I don't remember who I phoned first. My mom, brother, work, my friend Diane, my son and Michael's ex-wife. My brother was already with a patient in surgery, but he left as soon as he was done. Mom and my step-dad made the four hour journey and were here by 3. My dear friend, Diane, was here by 10. What a comfort they all were and still are! Pastor Tom and his wife were here at 3 - my sister-in-love phoned them. Michael's ex had just made plane reservations to be here for two weeks to help me care for Michael. I asked her to cancel those and please visit another time. She phoned all of Michael's children for me and his mum too. Andrea was here also and was a huge help keeping the pets happy, answering the phone and door. It was a flurry of activity all week.

We had a luncheon here at the house yesterday in Michael's honor. We shared a lot of happy tales, celebrated his life and comforted each other. It's how he wanted it.

Now, his ashes are on their way to his son who will host a memorial for Michael in England. Again, just what Michael wanted.

I went to church this morning, thanked my wonderful Sunday School class for catering the meal yesterday. During the service this morning, the church organist - an extremely talented musician - the pianist, the bell choir and the chorus performed "To God Be The Glory". It was by far the most beautiful rendition I've ever heard of that hymn. Until then, I had held off my tears, but mid-performance, the tears tumbled out of my eyes.

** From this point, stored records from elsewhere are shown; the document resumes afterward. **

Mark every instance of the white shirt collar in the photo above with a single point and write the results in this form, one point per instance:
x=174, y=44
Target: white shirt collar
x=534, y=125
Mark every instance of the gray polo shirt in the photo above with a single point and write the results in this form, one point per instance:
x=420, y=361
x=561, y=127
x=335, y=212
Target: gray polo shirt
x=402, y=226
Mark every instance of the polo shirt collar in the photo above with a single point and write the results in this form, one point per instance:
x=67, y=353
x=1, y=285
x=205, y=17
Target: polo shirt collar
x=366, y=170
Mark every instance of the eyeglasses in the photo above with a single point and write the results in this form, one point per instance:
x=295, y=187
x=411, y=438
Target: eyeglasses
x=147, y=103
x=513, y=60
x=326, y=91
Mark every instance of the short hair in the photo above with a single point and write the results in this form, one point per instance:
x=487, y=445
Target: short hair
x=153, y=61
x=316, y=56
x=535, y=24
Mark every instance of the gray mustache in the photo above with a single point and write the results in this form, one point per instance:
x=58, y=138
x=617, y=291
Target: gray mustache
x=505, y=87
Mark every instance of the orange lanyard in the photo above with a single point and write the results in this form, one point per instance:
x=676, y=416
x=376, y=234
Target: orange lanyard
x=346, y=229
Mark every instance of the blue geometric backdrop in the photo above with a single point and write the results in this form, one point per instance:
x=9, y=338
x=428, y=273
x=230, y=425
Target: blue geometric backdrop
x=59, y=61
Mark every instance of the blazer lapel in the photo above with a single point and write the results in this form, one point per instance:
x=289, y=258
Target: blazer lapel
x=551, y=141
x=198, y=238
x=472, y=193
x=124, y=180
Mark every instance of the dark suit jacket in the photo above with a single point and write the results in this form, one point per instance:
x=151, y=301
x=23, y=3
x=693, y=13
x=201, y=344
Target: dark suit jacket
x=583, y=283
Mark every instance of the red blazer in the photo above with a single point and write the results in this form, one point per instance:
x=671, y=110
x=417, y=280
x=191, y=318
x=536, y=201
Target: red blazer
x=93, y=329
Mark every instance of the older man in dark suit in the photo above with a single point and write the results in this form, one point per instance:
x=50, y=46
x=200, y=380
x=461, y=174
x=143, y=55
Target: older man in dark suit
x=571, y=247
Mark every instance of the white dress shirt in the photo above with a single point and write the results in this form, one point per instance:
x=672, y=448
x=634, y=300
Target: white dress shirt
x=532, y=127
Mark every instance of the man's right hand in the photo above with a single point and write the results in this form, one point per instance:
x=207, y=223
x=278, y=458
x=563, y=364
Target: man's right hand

A combination of joy in the glorious music and a celebration that Michael is in heaven. My friend, Donna hugged me and we both said how appropriate it all was.

Throughout everything this week, I knew Michael was and is all right. And so am I.

Love ya,
Cathy

8 comments:

Bella said...

I am so sorry for your loss. I'll keep you in my prayers as you adjust to this major change in your life.

Linda said...

Such love, Cathy. Hugs and kisses.

D said...

So sorry Cathy. Our prayers will continue for you and Michael's families. I try to imagine Micheal's situation. It had to be hard. Now, maybe he is at peace. I pray that is true.

Cheryl Willis said...

you have been through a lot, bless you for keeping Michael at home. I know it wasn't easy but what memories you are going to have. I am so glad that your last story together was one of mutual love.
Him insisting that you get out for the quilt show proves how much he loves you. your making him his comfort foods speaks the same of you towards him. it is the little moments that define us. rest- cheryl

Moneik said...

Keeping you in my thoughts and prayers. So glad you were able to follow Michael's wishes and what love he had for you to send you to the quilt show. Keep his memory alive and it will help ease the pain. Hugs.

PJ said...

I, too, Cathy, have been following your blog for the last year. I have worried when you didn't write for weeks at a time about you, about your daughter, and about your husband, Michael. Watching, living with, and caring for a loved one as they are dying is so hard while trying to work and keep things as normal as possible for your children. Your life seems to stand still as the world continues to go on. So difficult. So hard to come to grips with what lies in store. So hard to understand that your loved on won't/can't get better; that this sickness is not like a flu or cold where wellness will eventually come as it always has in the past.
Michael is now in a much better place, no more suffering, no more struggles to get a breath. He's probably running with the angels with no gasping for air and singing with joy and glee. He's with God and God is with you (and your family). Just keep talking with Him and He will carry you when you need it and walk with you when you are able. Praise God.

Jennifer said...

So glad to hear that his passing was in peace. Thoughts and prayers continue for you.

Andee said...

So sorry to hear of your husband's passing. It is always hard to lose a loved one. My thoughts and prayers are with you and your family.